No. 11 – Osaka Evessa
- Position: Power forward
- League: B.League

Personal information
- Born: September 10, 1995 (age 30) Gibsonia, Pennsylvania, U.S.
- Listed height: 6 ft 9 in (2.06 m)
- Listed weight: 225 lb (102 kg)

Career information
- High school: Hampton (Allison Park, Pennsylvania)
- College: Pittsburgh (2014–2018); Arizona (2018–2019);
- NBA draft: 2019: undrafted
- Playing career: 2019–present

Career history
- 2019–2020: BK Ventspils
- 2020–2021: Darüşşafaka Tekfen
- 2021–2022: Gaziantep Basketbol
- 2022–2023: UCAM Murcia
- 2023–2024: Manisa BB
- 2024–present: Osaka Evessa

= Ryan Luther =

American basketball player

Ryan Shanahan Luther (born September 10, 1995) is an American professional basketball player for Osaka Evessa of the B.League. He played college basketball for Pittsburgh and Arizona.

==High school career==
Luther attended Hampton High School. During his senior season, he scored 30 points against Norwin High School in the Penn-Trafford Basketball Tournament and broke the school scoring record. Luther signed with Pittsburgh on October 25, 2013, choosing the Panthers over Duquesne and Dayton.

==College career==
Luther began his collegiate career at Pittsburgh and played sparingly as a freshman. As a sophomore, he averaged 5.2 points and 3.0 rebounds per game. Following Luther's sophomore season, Pittsburgh coach Jamie Dixon left for TCU and was replaced by Kevin Stallings. On December 17, 2016, Luther scored a career-high 20 points and grabbed seven rebounds in a 83-73 win against Rice. He averaged 5.7 points and 3.9 rebounds per game as a junior but missed 12 games with a right foot injury sustained in practice. Luther averaged 12.7 points and 10.1 rebounds per game as a senior but missed the Panthers' final 22 games after sustaining a season-ending foot injury.

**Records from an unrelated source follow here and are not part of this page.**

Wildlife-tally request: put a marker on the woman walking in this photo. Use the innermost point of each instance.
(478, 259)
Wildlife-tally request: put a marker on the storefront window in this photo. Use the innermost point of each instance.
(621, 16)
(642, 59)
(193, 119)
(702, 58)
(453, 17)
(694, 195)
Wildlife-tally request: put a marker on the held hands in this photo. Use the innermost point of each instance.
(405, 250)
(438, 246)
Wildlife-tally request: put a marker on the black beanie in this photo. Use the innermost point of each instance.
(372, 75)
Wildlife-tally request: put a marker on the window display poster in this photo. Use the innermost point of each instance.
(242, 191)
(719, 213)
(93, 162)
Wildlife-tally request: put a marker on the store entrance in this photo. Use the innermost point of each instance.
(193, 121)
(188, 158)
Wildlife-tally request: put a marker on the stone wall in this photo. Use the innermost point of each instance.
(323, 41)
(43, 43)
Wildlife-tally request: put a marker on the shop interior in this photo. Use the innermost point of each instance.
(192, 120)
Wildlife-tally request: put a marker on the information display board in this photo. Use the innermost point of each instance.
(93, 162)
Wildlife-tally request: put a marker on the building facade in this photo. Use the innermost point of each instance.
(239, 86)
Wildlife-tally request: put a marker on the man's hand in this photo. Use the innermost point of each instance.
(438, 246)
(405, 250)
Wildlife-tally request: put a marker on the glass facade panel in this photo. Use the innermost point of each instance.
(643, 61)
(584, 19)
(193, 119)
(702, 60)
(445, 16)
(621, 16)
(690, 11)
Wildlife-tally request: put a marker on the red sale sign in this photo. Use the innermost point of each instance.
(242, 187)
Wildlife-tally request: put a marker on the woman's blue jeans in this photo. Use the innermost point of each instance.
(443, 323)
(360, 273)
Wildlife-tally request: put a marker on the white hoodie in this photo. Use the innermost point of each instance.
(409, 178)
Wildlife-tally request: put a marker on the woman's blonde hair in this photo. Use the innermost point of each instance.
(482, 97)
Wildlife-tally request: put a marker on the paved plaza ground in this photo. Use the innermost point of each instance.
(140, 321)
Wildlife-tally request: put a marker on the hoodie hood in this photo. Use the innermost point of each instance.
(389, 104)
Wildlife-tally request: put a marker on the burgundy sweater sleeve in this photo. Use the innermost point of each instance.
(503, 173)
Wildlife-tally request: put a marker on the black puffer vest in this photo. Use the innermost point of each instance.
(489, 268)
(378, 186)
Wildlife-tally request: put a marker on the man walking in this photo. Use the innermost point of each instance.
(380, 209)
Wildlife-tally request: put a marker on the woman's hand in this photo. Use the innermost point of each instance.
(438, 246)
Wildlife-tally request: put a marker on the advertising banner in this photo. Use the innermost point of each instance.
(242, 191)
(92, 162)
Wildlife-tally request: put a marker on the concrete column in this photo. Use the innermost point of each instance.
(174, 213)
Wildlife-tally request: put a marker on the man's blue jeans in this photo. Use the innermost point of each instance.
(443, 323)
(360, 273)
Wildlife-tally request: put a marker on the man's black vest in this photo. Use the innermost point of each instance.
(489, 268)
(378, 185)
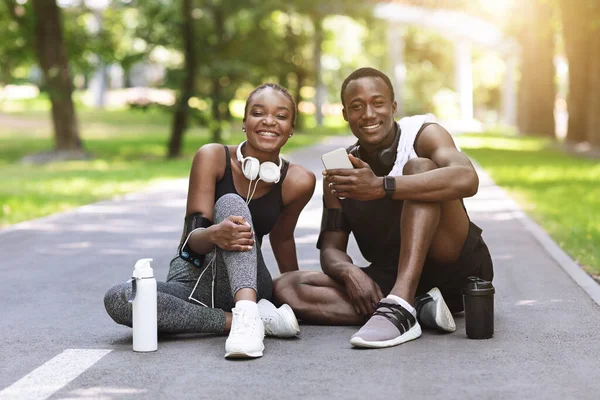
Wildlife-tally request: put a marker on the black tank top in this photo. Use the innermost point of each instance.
(376, 223)
(265, 210)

He was granted an additional year of eligibility by the NCAA and opted to transfer to Arizona. As a redshirt senior at Arizona, Luther averaged 8.4 points and 4.3 rebounds per game while shooting 37.5% from 3-point range. He started 20 of 32 games for the Wildcats, missing several games in the starting lineup due to a finger injury in the Maui Invitational.

==Professional career==
After his graduation from Arizona, Luther signed with BK Ventspils of the Latvian league on August 12, 2019. He averaged 18.0 points and 8.9 rebounds per game and shot 48.4% from 3-point range before the season was suspended in March 2020. On July 30, 2020, Luther signed with Darüşşafaka Tekfen of the Turkish Basketbol Süper Ligi. He averaged 8 points and 5 rebounds per game.

On July 17, 2021, Luther signed with Gaziantep Basketbol.

On July 5, 2022, he has signed with UCAM Murcia in the Liga ACB.

On June 1, 2023, he signed with Manisa BB.

===The Basketball Tournament===
Luther joined Herd That, a team composed primarily of Marshall alumni, in The Basketball Tournament 2020. On July 9, Luther tallied nine points and six rebounds and hit the game-winning layup in a 102-99 comeback win against The Money Team. He scored 11 points as Herd That fell to Overseas Elite 93-76 in the quarterfinals.

==Personal life==
Luther is the son of Bill Luther, who attended Duquesne. One of Luthers' uncles, Brian Shanahan, was a 1,000-point scorer at Duquesne. Luther's cousin Mike Shanahan played college football for Pittsburgh as a wide receiver. Luther's twin brother Collin played basketball at Elon, and his older brother Bill played at Pitt-Johnstown.